A minha homenagem a Dom Oscar Braga

A minha homenagem a Dom Oscar Braga

Com nostalgia, tristeza, mas com bastante respeito, recuo no tempo e recordo o convívio com Dom Óscar Braga. Tive o privilégio, enquanto escuteiro, de estar presente, na Sé Catedral, e ser testemunha na ordenação de Dom Óscar Braga, num momento que nós, os escuteiros, os católicos e a população de Benguela em geral, chorávamos a morte de Dom Armando Amaral dos Santos, num acidente de viação no troço Lobito-Novo Redondo, tendo à data a sua morte levantado suspeições, porquanto Ele e também o padre Horácio, de quem muitos somos discípulos, eram mal queridos pelas autoridades portuguesas, devido à sua postura em defesa dos angolanos, enfrentando com coragem as autoridades portuguesas.
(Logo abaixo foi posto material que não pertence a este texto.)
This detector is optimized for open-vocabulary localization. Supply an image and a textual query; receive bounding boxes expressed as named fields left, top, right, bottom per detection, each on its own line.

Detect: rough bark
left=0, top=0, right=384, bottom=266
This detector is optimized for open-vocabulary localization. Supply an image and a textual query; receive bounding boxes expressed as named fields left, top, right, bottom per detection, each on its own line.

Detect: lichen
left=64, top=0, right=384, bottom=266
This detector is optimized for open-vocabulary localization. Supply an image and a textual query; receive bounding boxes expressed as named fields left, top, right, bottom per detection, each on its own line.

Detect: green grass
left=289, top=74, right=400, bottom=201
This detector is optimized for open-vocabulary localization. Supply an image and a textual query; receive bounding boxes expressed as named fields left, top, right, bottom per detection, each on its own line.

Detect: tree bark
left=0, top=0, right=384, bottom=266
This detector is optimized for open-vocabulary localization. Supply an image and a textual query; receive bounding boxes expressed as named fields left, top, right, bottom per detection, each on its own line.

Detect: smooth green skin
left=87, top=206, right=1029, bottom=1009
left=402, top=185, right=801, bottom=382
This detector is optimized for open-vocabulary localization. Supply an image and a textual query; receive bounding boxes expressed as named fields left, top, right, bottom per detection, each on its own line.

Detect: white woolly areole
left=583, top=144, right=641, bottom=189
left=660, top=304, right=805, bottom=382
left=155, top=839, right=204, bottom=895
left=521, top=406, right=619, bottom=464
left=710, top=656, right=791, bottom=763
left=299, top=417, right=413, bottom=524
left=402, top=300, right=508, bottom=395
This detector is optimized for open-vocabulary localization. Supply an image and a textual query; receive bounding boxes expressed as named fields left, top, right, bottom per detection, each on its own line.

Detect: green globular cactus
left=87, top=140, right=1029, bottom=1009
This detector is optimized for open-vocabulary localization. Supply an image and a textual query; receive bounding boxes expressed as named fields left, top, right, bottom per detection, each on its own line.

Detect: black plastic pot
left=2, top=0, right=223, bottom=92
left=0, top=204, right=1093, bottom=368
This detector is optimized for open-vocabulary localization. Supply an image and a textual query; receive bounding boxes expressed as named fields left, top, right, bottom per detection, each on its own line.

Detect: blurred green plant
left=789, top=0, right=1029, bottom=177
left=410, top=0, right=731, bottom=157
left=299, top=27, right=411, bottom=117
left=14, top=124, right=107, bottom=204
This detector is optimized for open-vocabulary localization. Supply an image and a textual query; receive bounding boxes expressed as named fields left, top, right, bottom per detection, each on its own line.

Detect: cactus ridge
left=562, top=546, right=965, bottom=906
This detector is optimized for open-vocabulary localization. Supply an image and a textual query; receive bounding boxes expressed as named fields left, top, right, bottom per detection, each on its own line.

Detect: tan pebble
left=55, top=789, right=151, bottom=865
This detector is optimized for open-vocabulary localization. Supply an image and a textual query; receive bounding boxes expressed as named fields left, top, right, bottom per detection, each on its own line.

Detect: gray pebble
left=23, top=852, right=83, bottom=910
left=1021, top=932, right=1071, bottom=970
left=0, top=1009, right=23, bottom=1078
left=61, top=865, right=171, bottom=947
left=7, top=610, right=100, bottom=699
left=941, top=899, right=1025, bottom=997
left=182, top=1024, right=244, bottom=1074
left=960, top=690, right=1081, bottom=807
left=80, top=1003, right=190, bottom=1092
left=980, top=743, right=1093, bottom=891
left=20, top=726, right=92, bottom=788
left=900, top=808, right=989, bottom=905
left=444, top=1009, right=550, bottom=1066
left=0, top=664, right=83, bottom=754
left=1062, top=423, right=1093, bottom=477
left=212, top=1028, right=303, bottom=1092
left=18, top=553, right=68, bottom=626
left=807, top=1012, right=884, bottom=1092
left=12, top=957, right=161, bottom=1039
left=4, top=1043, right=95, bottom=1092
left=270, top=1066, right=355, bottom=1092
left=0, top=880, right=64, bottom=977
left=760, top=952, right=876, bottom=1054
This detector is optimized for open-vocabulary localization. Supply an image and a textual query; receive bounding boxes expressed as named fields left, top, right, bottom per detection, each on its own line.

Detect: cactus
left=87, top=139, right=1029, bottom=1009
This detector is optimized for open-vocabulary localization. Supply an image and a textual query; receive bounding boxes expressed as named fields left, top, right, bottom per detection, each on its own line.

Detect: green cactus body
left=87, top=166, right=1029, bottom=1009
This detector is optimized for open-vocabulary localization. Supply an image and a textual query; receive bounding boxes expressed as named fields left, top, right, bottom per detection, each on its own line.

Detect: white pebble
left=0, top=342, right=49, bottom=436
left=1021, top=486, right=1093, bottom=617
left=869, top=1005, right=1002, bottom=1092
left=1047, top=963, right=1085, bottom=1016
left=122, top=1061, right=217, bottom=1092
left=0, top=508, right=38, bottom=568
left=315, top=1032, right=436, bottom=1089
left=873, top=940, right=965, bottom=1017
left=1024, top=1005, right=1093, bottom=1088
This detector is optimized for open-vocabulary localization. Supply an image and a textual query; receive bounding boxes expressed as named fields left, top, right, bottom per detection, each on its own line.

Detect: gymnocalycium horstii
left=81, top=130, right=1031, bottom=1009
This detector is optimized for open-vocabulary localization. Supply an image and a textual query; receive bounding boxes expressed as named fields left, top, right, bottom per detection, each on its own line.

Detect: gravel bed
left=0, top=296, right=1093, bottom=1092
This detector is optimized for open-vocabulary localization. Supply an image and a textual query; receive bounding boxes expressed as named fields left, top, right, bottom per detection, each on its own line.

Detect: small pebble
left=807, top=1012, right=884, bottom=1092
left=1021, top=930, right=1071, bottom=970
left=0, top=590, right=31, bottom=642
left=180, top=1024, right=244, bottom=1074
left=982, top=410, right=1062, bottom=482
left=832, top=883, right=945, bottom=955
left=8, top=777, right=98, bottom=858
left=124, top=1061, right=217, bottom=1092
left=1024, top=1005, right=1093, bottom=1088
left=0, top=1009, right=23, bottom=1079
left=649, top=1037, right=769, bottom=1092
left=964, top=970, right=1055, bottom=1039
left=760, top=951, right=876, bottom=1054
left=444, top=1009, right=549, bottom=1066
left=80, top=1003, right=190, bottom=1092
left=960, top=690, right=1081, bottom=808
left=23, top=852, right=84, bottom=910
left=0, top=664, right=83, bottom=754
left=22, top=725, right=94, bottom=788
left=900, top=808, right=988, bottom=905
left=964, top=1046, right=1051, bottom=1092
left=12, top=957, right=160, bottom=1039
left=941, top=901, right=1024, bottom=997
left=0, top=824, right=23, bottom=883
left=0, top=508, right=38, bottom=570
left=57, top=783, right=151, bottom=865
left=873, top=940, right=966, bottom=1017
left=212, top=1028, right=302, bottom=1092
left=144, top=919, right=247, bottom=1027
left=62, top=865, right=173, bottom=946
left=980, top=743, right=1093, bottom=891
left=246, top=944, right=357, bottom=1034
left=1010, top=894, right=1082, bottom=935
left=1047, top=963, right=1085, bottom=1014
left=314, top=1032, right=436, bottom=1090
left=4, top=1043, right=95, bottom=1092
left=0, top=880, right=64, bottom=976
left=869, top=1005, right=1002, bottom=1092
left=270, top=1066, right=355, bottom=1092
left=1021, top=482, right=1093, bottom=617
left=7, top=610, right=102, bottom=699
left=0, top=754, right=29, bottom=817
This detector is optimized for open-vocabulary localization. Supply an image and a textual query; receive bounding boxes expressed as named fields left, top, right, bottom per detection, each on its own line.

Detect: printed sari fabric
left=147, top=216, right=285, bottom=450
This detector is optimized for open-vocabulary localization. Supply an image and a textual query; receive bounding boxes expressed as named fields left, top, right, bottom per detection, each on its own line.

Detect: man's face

Portanto, não era fácil substituir Dom Armando Amaral dos Santos… mas Dom Óscar Braga fê-lo com brio e perfeição e ocupou, por mérito próprio, o coração dos Benguelenses, paixão que vigorou até à data da sua morte e que certamente eternizará.

Era grande o carinho que Ele dedicava aos Escuteiros e, como certamente poderão confirmar o Paulo Valongo, o Mário e o Adélio Neiva que, comigo e com os falecidos Joaquim Alberto César – Quinito Bembereque e Rafael Chicambi Miguel – Bangão, contribuiu para a formação e educação de muitos benguelenses, certamente com apoio dos nossos Chefes: Novo, Palmira, Adriano e tantos outros… Recordo as diligências que Dom Óscar Braga desenvolveu em 1975 junto dos movimentos de libertação, com vista a pôr fim ao conflito eclodido no período pré-Independência, esforço igualmente desenvolvido em 1992.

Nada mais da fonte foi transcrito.